Methane is responsible for around 30 percent of the increase in temperatures worldwide. Methane dissipates faster than carbon dioxide (CO2) but is a much more powerful greenhouse gas during its short lifespan.
The energy sector accounts for around 40 percent of methane emissions from human activity, and this year’s edition of the IEA’s Global Methane Tracker includes country-by-country emissions from coal mines and bioenergy for the first time, in addition to continued detailed coverage of oil and natural gas operations.
Methane emissions from the energy sector grew by under 5 percent last year.

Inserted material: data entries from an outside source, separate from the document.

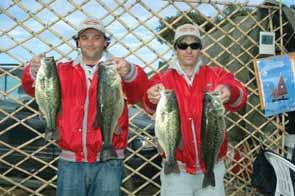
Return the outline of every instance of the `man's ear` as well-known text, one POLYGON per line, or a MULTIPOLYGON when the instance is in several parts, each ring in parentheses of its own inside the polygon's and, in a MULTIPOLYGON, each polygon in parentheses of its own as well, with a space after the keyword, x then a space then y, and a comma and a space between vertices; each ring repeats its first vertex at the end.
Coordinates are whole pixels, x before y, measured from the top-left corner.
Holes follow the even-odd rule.
POLYGON ((76 40, 76 46, 77 46, 77 48, 80 48, 80 42, 79 42, 79 39, 76 40))
POLYGON ((104 37, 105 38, 105 42, 104 42, 104 49, 106 49, 110 43, 111 43, 111 39, 109 37, 104 37))
POLYGON ((76 47, 79 48, 79 43, 78 43, 78 39, 79 39, 79 38, 78 38, 76 35, 74 35, 72 38, 73 38, 73 40, 75 40, 75 42, 76 42, 76 47))

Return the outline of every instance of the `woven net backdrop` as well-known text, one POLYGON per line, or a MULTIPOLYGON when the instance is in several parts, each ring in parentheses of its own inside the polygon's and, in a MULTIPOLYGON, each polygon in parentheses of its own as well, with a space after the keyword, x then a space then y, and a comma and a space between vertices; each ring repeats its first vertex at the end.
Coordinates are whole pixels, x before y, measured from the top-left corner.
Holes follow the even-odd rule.
MULTIPOLYGON (((226 195, 258 194, 250 186, 252 162, 262 144, 282 153, 285 117, 264 117, 253 62, 259 58, 259 31, 274 31, 276 51, 285 52, 286 22, 280 5, 230 2, 1 1, 0 195, 55 195, 59 150, 56 143, 44 140, 44 121, 34 99, 23 92, 20 77, 35 55, 74 58, 72 36, 87 16, 103 20, 113 55, 139 64, 150 77, 173 61, 171 39, 177 25, 200 25, 205 62, 233 72, 249 92, 247 106, 226 116, 226 195)), ((152 140, 153 121, 140 106, 130 109, 123 195, 160 195, 161 159, 152 140)))

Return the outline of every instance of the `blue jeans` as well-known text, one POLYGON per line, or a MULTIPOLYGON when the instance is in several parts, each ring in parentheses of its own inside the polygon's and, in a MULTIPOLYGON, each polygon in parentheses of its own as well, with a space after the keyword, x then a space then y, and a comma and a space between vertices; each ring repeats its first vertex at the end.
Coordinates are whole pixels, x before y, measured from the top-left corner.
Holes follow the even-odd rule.
POLYGON ((57 196, 119 196, 123 160, 77 163, 60 159, 57 196))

This did not bring them back to their 2019 levels and slightly lagged the rise in overall energy use, indicating that some efforts to limit emissions may already be paying off.
“At today’s elevated natural gas prices, nearly all of the methane emissions from oil and gas operations worldwide could be avoided at no net cost,” said IEA Executive Director Fatih Birol.

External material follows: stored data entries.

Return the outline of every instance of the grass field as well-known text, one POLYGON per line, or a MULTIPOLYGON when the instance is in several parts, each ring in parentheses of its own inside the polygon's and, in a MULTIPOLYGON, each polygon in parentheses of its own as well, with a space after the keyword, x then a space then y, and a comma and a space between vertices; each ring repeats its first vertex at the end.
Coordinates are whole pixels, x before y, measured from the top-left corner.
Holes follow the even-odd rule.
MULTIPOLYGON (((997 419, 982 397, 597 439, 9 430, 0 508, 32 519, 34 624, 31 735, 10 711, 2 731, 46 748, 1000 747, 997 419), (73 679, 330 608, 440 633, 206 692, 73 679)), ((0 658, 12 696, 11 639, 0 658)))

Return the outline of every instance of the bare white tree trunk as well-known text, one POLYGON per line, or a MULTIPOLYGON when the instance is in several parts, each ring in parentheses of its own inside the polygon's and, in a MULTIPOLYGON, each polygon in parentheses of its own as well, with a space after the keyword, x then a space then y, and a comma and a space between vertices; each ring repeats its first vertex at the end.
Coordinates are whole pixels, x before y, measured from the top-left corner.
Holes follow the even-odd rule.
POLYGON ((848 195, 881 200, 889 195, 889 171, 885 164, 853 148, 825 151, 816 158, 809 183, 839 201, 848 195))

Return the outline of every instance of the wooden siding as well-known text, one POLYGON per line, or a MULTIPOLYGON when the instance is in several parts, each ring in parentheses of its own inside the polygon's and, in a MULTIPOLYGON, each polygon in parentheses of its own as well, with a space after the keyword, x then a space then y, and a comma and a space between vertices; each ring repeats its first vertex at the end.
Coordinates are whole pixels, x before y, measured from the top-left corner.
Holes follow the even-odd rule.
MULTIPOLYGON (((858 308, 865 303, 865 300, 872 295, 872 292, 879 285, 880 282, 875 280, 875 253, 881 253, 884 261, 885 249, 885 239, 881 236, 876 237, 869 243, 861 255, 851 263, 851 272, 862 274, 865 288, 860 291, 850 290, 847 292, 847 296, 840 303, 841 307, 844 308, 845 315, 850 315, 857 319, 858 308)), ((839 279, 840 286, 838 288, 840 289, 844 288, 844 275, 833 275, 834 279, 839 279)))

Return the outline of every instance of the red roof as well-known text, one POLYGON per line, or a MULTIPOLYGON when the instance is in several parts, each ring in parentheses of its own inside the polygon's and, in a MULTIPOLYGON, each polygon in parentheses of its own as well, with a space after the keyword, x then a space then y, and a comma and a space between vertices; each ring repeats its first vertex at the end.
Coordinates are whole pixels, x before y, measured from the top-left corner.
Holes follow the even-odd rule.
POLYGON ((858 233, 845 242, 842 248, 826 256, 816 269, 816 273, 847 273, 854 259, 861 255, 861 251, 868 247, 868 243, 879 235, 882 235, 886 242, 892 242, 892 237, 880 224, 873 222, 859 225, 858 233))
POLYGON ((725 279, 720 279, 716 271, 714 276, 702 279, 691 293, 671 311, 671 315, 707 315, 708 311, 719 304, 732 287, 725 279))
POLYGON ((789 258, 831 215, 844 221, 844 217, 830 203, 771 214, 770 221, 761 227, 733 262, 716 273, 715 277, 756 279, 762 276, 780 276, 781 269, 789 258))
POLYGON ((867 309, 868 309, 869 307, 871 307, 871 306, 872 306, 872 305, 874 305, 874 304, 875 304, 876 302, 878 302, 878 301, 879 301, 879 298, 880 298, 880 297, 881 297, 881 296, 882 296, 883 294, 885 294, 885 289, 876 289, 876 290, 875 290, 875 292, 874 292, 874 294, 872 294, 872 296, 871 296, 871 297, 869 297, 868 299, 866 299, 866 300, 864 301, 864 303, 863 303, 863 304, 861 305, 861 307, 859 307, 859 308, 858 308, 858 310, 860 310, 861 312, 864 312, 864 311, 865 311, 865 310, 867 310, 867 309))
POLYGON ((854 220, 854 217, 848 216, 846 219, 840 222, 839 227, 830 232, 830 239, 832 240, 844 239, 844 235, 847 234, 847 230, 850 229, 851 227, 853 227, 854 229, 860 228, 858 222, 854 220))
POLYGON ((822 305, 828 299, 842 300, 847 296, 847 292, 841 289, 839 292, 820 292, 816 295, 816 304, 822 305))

Last year, significant emissions were confirmed in Texas and parts of Central Asia, with Turkmenistan alone responsible for one-third of large emissions events seen by satellites in 2021. Relatively few major leaks were detected for the major onshore oil and gas producers in the Middle East.
If all methane leaks from fossil fuel operations in 2021 had been captured and sold, then natural gas markets would have been supplied with an additional 180 billion cubic metres of natural gas. That is equivalent to all the gas used in Europe’s power sector and more than enough to ease today’s market tightness.
Global methane emissions from oil and gas operations would fall by more than 90 percent if all producing countries matched Norway’s emissions intensity, the lowest worldwide.